In the late 1990s, the WHO-5 was introduced in the medical field of diabetes. Our review has shown that diabetes remains the condition in which the WHO-5 has been used most extensively. The WHO-5 studies in the field of diabetes indicate that a low WHO-5 score may have a substantial negative impact upon diabetic control, thereby validating the use of the WHO-5 within the international WHO classification system for chronic medical conditions . In this context, the biological impairment is the metabolic disturbance caused by diabetes, and the decreased well-being is an indication of problems in the diabetic care of the patient. This in contrast to some cardiovascular disorders or cancer disorders, where a low WHO-5 score might indicate a clinical depression where the impairment is depression-related, for example poststroke depression  or cancer depression . Within diabetes, obesity and metabolic syndrome have been shown to be related to depression . In a recent review on the metabolic syndrome, Bergmann et al.  found that scales focusing on stressor rather than on distress or low well-being had been used. Many stress-related studies have been performed using the WHO-5 to measure distress or poor well-being. Also, within the WHO SUPRE-MISS, the WHO-5 has been found to be highly applicable .
The WHO-5 has been used extensively worldwide. Online supplementary table 1 shows the diversity of its application across different regions: Africa (Algeria, South Africa), Asia (Bangladesh, China, India, Japan, South Korea, Sri Lanka, Taiwan, Thailand), Europe (Northern, Southern, Eastern, Western and Central Europe), the Americas (Canada, the US, Brazil, Mexico), the Middle East (Israel, Iran, Lebanon) and Oceania (Australia, New Zealand). This very successful dissemination of the scale is probably due to its straightforward language, which poses few translation problems and to the fact that the questions do not seem to transgress any cultural norms in the individual countries.

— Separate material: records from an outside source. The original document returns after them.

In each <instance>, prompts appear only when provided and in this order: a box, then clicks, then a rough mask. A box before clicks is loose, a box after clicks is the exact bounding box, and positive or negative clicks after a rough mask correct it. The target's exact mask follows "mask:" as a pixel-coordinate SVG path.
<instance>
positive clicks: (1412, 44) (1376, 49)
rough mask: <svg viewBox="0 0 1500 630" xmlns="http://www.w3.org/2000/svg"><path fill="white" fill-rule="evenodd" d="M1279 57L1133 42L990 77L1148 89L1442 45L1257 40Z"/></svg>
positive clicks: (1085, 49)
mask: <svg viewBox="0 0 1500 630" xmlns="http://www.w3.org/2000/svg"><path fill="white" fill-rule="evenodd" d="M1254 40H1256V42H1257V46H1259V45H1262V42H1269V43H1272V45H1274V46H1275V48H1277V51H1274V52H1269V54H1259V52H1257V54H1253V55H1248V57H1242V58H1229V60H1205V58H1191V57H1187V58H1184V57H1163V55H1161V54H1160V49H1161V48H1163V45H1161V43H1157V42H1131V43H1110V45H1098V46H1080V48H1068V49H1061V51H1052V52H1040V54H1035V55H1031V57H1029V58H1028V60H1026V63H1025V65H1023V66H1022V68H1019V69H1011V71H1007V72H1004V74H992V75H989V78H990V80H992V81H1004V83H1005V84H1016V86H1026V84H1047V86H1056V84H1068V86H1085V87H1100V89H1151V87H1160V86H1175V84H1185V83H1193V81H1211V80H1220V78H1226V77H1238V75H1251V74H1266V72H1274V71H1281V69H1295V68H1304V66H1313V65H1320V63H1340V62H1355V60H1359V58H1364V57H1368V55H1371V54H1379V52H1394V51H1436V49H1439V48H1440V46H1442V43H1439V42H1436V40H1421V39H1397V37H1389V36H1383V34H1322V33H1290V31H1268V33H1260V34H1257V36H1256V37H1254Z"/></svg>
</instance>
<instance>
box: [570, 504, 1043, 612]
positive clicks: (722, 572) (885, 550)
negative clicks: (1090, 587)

Recently, Ryff  has reviewed publications on the eudaemonic scales of well-being, which capture the core aspects of what it means to be human, including existential and developmental factors. Based on this eudaemonic approach , Fava  developed his ‘well-being therapy'. It should be stated that the WHO-5 is a clinimetric outcome scale at the description level, parallel to symptom-related scales and side effect scales. Therefore, the WHO-5 should be considered as an outcome scale in Fava's well-being therapies.

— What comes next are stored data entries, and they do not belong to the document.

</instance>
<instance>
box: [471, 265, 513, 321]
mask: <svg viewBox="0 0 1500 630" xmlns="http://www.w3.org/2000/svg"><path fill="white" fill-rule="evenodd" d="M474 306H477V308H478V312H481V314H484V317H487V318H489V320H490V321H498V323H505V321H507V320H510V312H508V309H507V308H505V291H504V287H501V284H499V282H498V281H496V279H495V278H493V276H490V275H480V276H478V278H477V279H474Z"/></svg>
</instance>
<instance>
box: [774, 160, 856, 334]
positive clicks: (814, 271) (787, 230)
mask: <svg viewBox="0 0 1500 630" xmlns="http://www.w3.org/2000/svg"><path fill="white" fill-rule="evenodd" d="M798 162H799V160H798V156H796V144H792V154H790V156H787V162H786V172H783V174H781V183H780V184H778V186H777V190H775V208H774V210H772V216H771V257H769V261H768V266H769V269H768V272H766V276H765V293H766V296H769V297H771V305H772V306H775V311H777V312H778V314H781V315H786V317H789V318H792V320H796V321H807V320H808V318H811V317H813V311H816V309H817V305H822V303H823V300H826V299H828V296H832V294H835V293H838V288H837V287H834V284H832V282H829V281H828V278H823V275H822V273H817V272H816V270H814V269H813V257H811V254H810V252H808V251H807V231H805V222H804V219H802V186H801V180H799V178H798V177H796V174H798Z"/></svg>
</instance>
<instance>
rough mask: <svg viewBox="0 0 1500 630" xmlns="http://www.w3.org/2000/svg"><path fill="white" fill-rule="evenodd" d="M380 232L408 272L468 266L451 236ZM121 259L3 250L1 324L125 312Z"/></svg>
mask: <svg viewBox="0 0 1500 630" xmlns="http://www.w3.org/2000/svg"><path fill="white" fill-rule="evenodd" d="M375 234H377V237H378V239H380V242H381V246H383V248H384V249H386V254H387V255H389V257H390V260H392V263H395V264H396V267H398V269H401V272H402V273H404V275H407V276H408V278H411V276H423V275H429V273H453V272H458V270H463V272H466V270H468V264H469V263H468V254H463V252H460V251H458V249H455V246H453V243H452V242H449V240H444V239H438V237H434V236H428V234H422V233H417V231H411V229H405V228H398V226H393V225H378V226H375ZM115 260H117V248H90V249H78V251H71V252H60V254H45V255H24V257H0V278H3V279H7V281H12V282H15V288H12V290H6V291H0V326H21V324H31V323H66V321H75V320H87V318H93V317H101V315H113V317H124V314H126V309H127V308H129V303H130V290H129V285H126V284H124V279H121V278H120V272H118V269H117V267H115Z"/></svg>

In conclusion, the WHO-5 is a short questionnaire consisting of 5 simple and non-invasive questions, which tap into the subjective well-being of the respondents. The scale has adequate validity both as a screening tool for depression and as an outcome measure in clinical trials and has been applied successfully as a generic scale for well-being across a wide range of study fields. In our opinion, the findings of this review show that the WHO-5 is a highly useful tool that can be applied in both clinical practice (for instance to screen for depression) as well as in research studies in order to assess well-being over time or to compare well-being between groups.
This project was funded by the Psychiatric Research Unit, Psychiatric Centre North Zealand, Copenhagen University Hospital, Hillerød, Denmark.
The authors declare no conflicts of interest.